As of 5:38PM yesterday I celebrated 36th birthday. This is an auspicious birthday, being the product of the squares of two primes. The next one I get is 100, so I tried to make the most out of this one just in case.

As befitting such an occasion, we celebrated with the traditional three days of festivities: Friday night at Cafe Felix with the combined Ann Arbor and Jackson contingents of friends (some of whom had never met, which I find a little shocking) and dinner at Palio; Saturday with a fabulous meal at Eve (the Restaurant); and Sunday with many of the same friends at Portage Lake (which unlike the rest of my birthday events doesn’t have its own web site, thank heaven).

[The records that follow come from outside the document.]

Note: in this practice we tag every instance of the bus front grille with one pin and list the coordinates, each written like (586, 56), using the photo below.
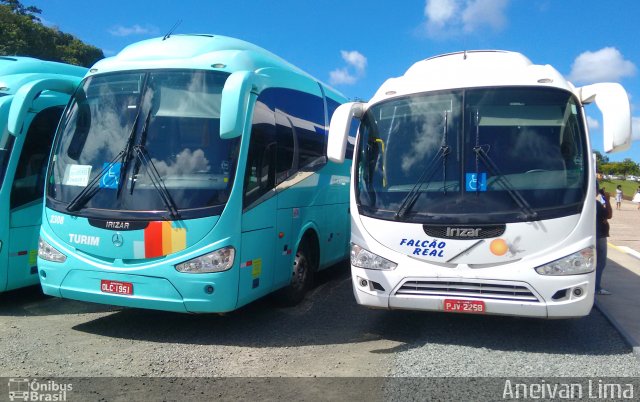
(476, 290)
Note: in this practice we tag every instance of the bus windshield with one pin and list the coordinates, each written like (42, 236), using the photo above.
(143, 143)
(476, 155)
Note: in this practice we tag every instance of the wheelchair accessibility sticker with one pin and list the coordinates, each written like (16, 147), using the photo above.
(111, 179)
(476, 182)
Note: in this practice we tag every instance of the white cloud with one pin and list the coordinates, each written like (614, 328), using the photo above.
(439, 12)
(355, 59)
(606, 64)
(119, 30)
(352, 72)
(479, 13)
(341, 76)
(455, 17)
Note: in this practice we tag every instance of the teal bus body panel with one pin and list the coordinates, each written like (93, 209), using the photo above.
(156, 283)
(264, 236)
(20, 224)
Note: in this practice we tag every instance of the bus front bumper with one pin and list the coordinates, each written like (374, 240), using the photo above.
(542, 297)
(189, 294)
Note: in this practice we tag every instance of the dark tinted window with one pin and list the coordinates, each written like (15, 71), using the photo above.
(304, 113)
(28, 182)
(261, 162)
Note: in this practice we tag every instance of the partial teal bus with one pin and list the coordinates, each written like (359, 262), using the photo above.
(37, 92)
(189, 174)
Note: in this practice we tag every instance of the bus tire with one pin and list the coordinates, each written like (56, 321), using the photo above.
(301, 277)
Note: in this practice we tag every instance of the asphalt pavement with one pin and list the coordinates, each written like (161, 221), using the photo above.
(622, 275)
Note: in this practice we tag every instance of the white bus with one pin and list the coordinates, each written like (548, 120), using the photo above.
(473, 187)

The meal at Eve was particularly memorable - I had the lamb in brik, which features nicely spiced ground lamb with pinenuts in a phyllo-like pastry, topped with a generous salad of baby spinach and mint. The spicing on the lamb was excellent, and the overall dish was balanced, enjoyable to eat, and very satisfying. Alan had the tenderloin chimichurri - I tasted the chimichurri which was also very nice. We started the meal with a “Spa Martini” (which I’ll provide a recipe for tomorrow), and ended with their fabulous pots de crème.

All in all an excellent meal, and combined with the time with many great friends, the flowers from my mother, and the dozen cards wishing me well, a perfect birthday weekend.

I’m now finally contemplating the replacement of my aging ThinkPad laptop with a MacBook Pro. Dare I take the plunge back into Apple’s beautiful if closed garden?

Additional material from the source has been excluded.